Je parlais du MacApp Store, mais après, oui il peut y avoir un très gros travail sur les App iOS. Il ne faut pas non plus avoir les yeux plus gros que le ventre et vouloir faire des grosses machines à gaz. Beaucoup on tendance à partir sur des gros projets alors qu'ils débutent à peine ou ne savent pas dans quoi ils s'embarquent !

avatar nono68200 | 

Oui, de toute façon de plus en plus de grandes entreprises divisent justement leurs projets, pour les rendre plus simple. Regarde du côté de Facebook, qui sépare son flux d'actualité, ses messages. Outre l'obligation d'avoir les deux applications, c'est surtout une question de simplification, un peu comme fut séparer le calendrier des rappels et des mails, et peut-être un jour la séparation d'iTunes qui reste la seule grosse usine à gaz sur OS X.
Pour ce qui est du mac, je pense effectivement que c'est plus simple une mise à jour, excepté peut-être pour le passage Mavericks -> Yosemite, avec la toute nouvelle interface, tout doit être revu.

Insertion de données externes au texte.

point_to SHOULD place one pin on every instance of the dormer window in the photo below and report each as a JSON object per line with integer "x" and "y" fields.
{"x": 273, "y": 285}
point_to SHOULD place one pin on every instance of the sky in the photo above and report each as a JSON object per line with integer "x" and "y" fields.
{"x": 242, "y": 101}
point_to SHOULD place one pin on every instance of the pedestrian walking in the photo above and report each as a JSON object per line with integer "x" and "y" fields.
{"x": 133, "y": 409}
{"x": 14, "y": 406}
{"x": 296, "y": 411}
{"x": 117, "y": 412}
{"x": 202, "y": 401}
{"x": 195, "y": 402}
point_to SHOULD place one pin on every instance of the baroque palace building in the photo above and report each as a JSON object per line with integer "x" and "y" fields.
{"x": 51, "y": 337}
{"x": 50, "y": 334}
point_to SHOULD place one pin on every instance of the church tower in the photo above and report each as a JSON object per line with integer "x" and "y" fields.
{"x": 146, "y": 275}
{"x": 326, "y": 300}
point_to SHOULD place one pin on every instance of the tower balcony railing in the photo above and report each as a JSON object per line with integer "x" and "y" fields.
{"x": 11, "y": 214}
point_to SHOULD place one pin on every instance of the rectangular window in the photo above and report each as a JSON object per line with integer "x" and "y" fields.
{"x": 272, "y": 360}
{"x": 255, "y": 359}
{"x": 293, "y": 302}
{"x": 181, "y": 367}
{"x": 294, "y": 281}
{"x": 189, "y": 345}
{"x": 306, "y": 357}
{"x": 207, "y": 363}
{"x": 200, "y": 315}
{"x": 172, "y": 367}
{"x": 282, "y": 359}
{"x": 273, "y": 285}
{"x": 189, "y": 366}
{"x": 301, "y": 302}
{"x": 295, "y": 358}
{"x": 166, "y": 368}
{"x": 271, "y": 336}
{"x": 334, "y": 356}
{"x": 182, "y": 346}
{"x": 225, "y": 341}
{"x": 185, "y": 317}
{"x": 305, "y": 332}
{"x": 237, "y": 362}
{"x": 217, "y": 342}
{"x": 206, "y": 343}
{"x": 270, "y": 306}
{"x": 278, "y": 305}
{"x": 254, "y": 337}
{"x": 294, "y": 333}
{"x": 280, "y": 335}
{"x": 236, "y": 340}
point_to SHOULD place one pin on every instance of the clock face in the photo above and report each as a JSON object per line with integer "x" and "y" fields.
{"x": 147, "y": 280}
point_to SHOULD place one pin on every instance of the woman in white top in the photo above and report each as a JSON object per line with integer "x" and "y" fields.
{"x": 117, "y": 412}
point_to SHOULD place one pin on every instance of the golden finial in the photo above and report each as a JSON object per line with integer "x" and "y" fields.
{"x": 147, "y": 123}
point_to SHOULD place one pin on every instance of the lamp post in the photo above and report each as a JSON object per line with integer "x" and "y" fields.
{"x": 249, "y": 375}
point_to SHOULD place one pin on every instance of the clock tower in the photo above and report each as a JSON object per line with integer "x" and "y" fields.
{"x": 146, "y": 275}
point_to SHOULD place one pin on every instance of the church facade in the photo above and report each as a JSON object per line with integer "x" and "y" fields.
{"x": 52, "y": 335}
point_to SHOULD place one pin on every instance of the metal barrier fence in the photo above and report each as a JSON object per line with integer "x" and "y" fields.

avatar Le Pendu de Charles Ville | 

Faut pas aller d'un extrême à l'autre mais des App qui ne sont pas mis à jour depuis 2 ou 3 ans et toujours vendu plus de 20 euros, ça ne choque personne ??? Allons, un peu de sérieux !!!

avatar marenostrum | 

moi me choque plus les apps qui changent juste l'icône et l'interface graphique pour changer de version ou proposer une mise à jour payante.

avatar Le Pendu de Charles Ville | 

Oui, il y aussi ce cas, effectivement. Ou alors le syndrome Chrome qui lui, est gratuit mais n'a aucun intérêt.

avatar MacMarc | 

Ben, si elles fonctionnent toujours convenablement, je ne vois pas le problème, ou alors, il faut repasser à la caisse, si on veut que ça change tout le temps, ça me paraît logique: pour 20 €, il ne faut pas espérer un contrat à vie de la part du développeur...

avatar KalouiZBack | 

Chez Microsoft avec XP, qui date de 2001, même les gouvernements (UK) sont intervenus pour ne pas qu'il disparaisse !
Pourquoi changer une appli. qui gagne ?
"Photo" sera surement gratuite comme iWork l'est depuis Mavericks.

avatar Wolf | 

@Le Pendu de Charles Ville : Aperture est sorti en 2005 et iPhoto en 2002, c'est vrai que c'est court comme utilisation...
Après qu'apple fournisse un autre logiciel entièrement réécrit me paraît une bonne chose si les bibliothèques passées sont importables facilement.
On se souviendra qu'Adobe a mis 3 siècles à mettre a jour Photoshop a cause du poids des codes anciens, dito pour Quark avec Xpress.
Pour moi, avant de grogner je vais attendre de voir ce que vaut Photos et je cracherais mon venin après ... Ou pa.

avatar Le Pendu de Charles Ville | 

Je n'ai jamais dis le contraire. Mais là tu te focalise sur une App ou deux, mon propos était beaucoup plus général.